I also know that I will not be alone.
According to results in a recent study, many parents with grown children still lose sleep and feel the same stress in their older age as they did when their children were young. Does this sound like your parents? Does this sound like you? There will come a time when you may want to stay involved and continue the support that you have always shown your child throughout the years, but be warned. This level of involvement doesn’t come without some risk to your health.
Who Wants Worry?
This isn’t new. We’ve been counseled by our doctors, we’ve read the health magazines, and we’ve watched the TV shows address this issue. Worry and stress negatively impact our lives in so many ways. For instance, they can cause:
- Loss of sleep
- Immune suppression
- Poor eating habits
- Lack of exercise
Ugh! Nobody wants that, but what can be done if it’s true that your worry will never end? Well, you can deal with your future worry and stress by developing healthy coping strategies now.
Parents … Bring on the Calm
Sometimes, a gentle reminder to bring focus and clarity back into a situation is needed.

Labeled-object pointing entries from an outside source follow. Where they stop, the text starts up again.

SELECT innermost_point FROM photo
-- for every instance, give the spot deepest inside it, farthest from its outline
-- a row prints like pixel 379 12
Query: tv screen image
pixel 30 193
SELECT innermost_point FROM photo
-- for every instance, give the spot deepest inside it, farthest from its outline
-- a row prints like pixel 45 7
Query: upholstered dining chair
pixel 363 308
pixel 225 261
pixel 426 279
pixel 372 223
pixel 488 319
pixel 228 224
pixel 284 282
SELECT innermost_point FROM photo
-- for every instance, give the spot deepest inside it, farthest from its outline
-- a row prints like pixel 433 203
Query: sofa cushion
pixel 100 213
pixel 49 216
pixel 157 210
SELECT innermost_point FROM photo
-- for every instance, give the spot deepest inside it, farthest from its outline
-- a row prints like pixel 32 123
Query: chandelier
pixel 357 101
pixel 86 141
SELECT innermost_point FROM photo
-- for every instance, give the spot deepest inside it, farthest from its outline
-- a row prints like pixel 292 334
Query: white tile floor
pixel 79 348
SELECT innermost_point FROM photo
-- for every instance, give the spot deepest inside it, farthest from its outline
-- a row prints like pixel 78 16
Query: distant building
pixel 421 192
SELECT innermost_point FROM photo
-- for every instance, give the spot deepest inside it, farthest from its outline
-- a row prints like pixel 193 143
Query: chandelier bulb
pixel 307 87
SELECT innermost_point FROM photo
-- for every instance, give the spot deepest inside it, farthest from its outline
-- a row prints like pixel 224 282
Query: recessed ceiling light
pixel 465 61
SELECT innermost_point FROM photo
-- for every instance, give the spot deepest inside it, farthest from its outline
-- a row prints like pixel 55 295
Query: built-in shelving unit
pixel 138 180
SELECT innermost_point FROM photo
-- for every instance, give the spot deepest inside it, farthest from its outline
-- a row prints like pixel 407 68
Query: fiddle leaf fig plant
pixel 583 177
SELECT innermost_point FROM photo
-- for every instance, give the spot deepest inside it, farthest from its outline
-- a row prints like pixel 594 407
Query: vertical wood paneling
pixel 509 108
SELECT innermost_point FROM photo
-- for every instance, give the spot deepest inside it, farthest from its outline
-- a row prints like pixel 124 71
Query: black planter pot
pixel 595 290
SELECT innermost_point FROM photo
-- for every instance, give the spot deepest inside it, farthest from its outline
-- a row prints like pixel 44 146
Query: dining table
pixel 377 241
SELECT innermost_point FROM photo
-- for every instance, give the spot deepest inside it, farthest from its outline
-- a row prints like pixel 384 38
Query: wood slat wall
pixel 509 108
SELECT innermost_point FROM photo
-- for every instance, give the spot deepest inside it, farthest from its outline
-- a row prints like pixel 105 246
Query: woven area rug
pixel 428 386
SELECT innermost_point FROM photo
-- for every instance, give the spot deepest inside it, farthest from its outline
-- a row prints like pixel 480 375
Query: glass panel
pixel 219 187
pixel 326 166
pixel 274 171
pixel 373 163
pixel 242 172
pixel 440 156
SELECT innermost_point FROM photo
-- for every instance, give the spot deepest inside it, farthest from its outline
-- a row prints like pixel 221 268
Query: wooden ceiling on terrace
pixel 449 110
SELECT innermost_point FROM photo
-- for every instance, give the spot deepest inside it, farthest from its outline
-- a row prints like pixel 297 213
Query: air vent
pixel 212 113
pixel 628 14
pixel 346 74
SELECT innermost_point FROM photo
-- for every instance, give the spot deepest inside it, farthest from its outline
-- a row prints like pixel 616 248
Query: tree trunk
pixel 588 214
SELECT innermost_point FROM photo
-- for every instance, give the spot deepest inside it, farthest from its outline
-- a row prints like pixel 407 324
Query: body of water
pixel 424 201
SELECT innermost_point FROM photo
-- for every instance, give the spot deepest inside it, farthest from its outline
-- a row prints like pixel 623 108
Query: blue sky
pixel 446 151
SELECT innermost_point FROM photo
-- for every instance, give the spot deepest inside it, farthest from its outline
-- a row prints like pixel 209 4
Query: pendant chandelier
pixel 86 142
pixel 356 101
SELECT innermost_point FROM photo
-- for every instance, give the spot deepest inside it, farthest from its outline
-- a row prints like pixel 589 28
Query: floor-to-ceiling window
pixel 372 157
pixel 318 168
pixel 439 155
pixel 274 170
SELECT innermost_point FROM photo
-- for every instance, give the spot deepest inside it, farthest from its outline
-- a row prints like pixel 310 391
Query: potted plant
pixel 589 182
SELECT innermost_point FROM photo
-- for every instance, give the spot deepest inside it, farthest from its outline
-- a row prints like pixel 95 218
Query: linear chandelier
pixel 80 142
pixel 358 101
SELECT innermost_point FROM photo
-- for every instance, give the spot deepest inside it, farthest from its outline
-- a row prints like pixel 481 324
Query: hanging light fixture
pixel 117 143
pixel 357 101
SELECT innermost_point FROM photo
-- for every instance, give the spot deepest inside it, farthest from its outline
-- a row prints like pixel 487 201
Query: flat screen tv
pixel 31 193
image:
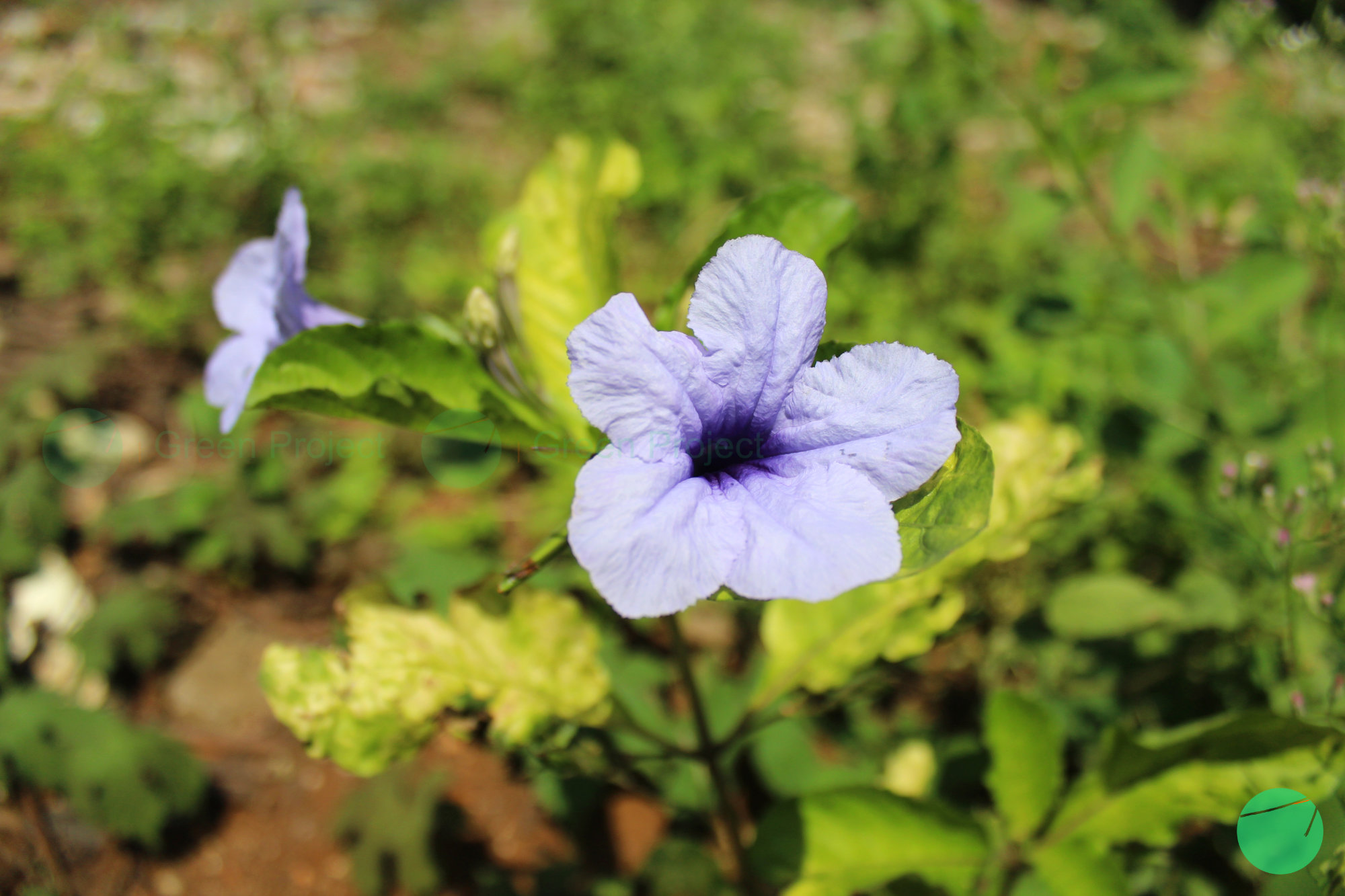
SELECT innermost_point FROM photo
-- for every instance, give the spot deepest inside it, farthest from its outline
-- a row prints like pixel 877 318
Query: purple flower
pixel 738 462
pixel 262 298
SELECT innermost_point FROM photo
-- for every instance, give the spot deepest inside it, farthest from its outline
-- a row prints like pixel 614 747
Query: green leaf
pixel 400 373
pixel 1250 290
pixel 379 702
pixel 831 349
pixel 790 764
pixel 950 509
pixel 395 818
pixel 857 840
pixel 1079 866
pixel 128 627
pixel 1208 602
pixel 1136 165
pixel 1027 763
pixel 556 244
pixel 1108 606
pixel 1145 788
pixel 806 217
pixel 435 573
pixel 821 646
pixel 683 868
pixel 1133 88
pixel 127 779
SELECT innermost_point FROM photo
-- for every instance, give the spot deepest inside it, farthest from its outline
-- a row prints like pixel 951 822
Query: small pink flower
pixel 1305 584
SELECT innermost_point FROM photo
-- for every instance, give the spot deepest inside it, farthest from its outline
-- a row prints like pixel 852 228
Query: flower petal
pixel 247 294
pixel 293 236
pixel 315 314
pixel 229 376
pixel 759 310
pixel 886 409
pixel 653 538
pixel 644 388
pixel 813 536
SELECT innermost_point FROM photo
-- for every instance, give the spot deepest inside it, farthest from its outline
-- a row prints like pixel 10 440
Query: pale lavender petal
pixel 886 409
pixel 653 538
pixel 759 310
pixel 229 376
pixel 644 388
pixel 315 314
pixel 813 536
pixel 247 294
pixel 293 236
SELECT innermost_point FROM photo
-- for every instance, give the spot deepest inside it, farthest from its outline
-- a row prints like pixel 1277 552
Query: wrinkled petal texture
pixel 293 236
pixel 653 538
pixel 759 310
pixel 315 314
pixel 644 388
pixel 247 294
pixel 262 298
pixel 809 520
pixel 813 536
pixel 229 374
pixel 886 409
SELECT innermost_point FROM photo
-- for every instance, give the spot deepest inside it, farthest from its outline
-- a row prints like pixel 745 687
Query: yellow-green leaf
pixel 821 646
pixel 379 701
pixel 556 245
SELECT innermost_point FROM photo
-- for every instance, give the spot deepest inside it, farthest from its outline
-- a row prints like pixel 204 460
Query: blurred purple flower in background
pixel 262 298
pixel 735 460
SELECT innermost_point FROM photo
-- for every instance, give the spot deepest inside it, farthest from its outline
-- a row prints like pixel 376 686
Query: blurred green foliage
pixel 1124 231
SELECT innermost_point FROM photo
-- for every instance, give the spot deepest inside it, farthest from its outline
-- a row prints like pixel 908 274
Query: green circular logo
pixel 83 447
pixel 462 448
pixel 1280 830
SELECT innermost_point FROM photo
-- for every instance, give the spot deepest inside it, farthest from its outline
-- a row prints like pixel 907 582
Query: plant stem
pixel 545 553
pixel 709 752
pixel 36 813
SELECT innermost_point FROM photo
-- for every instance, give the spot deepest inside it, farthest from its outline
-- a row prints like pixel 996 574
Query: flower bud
pixel 482 318
pixel 1305 584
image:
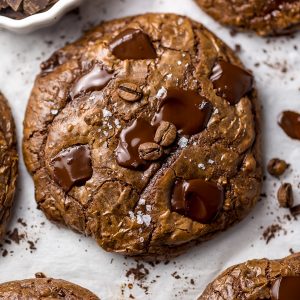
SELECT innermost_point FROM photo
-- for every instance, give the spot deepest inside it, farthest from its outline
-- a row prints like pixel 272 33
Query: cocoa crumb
pixel 271 231
pixel 139 272
pixel 22 222
pixel 15 236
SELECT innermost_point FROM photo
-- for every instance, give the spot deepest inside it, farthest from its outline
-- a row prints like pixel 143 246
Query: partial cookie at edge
pixel 8 163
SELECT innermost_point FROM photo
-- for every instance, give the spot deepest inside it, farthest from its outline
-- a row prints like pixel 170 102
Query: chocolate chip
pixel 285 195
pixel 127 154
pixel 14 4
pixel 72 166
pixel 286 288
pixel 165 134
pixel 96 79
pixel 197 199
pixel 277 167
pixel 289 121
pixel 186 109
pixel 129 91
pixel 230 81
pixel 150 151
pixel 132 44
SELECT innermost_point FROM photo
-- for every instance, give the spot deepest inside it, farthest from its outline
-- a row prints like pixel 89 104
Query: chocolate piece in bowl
pixel 44 288
pixel 265 17
pixel 165 157
pixel 8 163
pixel 19 9
pixel 258 279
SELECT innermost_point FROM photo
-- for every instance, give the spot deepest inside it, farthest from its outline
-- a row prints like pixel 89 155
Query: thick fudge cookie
pixel 44 288
pixel 8 163
pixel 266 17
pixel 143 134
pixel 258 279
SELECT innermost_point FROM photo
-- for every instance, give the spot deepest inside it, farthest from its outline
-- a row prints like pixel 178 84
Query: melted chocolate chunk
pixel 131 138
pixel 187 110
pixel 132 44
pixel 230 81
pixel 286 288
pixel 289 121
pixel 72 166
pixel 96 79
pixel 197 199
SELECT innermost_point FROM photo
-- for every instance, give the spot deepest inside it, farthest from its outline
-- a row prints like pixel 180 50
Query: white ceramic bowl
pixel 39 20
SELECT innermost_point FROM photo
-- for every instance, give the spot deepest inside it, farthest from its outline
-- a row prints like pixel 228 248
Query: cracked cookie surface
pixel 138 105
pixel 266 17
pixel 44 288
pixel 257 279
pixel 8 163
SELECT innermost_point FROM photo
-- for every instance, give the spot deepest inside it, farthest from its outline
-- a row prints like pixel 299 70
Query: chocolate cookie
pixel 44 288
pixel 258 279
pixel 143 134
pixel 266 17
pixel 8 163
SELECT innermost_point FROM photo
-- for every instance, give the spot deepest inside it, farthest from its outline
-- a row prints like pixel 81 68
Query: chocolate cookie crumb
pixel 285 195
pixel 270 232
pixel 277 167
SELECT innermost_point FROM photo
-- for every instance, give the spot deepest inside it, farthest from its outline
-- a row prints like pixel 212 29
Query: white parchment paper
pixel 63 254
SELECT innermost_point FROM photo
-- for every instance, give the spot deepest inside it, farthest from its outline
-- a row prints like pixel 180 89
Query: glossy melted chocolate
pixel 72 166
pixel 132 44
pixel 187 110
pixel 289 121
pixel 230 81
pixel 131 138
pixel 197 199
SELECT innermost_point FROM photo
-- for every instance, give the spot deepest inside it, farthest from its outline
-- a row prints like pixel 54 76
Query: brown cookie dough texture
pixel 143 134
pixel 44 288
pixel 257 279
pixel 266 17
pixel 8 163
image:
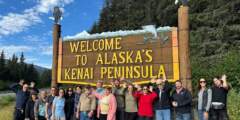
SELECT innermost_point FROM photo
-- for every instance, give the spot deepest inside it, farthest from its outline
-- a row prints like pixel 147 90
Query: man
pixel 33 87
pixel 163 102
pixel 22 96
pixel 181 102
pixel 40 107
pixel 49 102
pixel 119 94
pixel 220 89
pixel 86 104
pixel 99 90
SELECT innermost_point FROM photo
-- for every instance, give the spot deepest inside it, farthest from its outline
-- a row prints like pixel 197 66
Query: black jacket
pixel 29 110
pixel 163 102
pixel 184 101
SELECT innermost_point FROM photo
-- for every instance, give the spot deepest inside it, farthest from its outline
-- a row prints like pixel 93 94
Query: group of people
pixel 157 100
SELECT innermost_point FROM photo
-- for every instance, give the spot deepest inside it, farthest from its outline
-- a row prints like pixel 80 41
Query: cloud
pixel 9 50
pixel 33 38
pixel 46 50
pixel 49 66
pixel 17 22
pixel 31 60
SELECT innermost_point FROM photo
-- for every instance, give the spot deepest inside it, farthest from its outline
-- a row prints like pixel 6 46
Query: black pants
pixel 95 115
pixel 144 118
pixel 41 118
pixel 218 114
pixel 120 114
pixel 131 116
pixel 103 117
pixel 19 114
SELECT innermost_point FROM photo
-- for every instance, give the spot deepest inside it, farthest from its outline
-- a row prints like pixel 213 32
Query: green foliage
pixel 234 105
pixel 6 100
pixel 45 78
pixel 214 31
pixel 15 69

Here are some tips on how you can reduce the level of stress and worry in your life:
- Reflect on your intentions and the level of involvement you have in your child’s life
- Put things in perspective, as worry is always rooted in fear
- Determine an appropriate strategy with your child for addressing the problems causing you stress
- Give up control and let your child’s journey be their own
- Breathe, meditate, or relax
- Get support through friends or become socially active
Having stress in our lives is not the problem. It only becomes a problem when we can’t manage it in healthy ways. There is nothing wrong and no reason to find fault with parental worrying as long as it’s manageable. So instead of stressing about the small, individual events in your grown child’s life that you see on Facebook every week, realize that many of the things you are worrying about are temporary. Offer encouragement, let them know you are there, but don’t forget about yourself and your own health in the process.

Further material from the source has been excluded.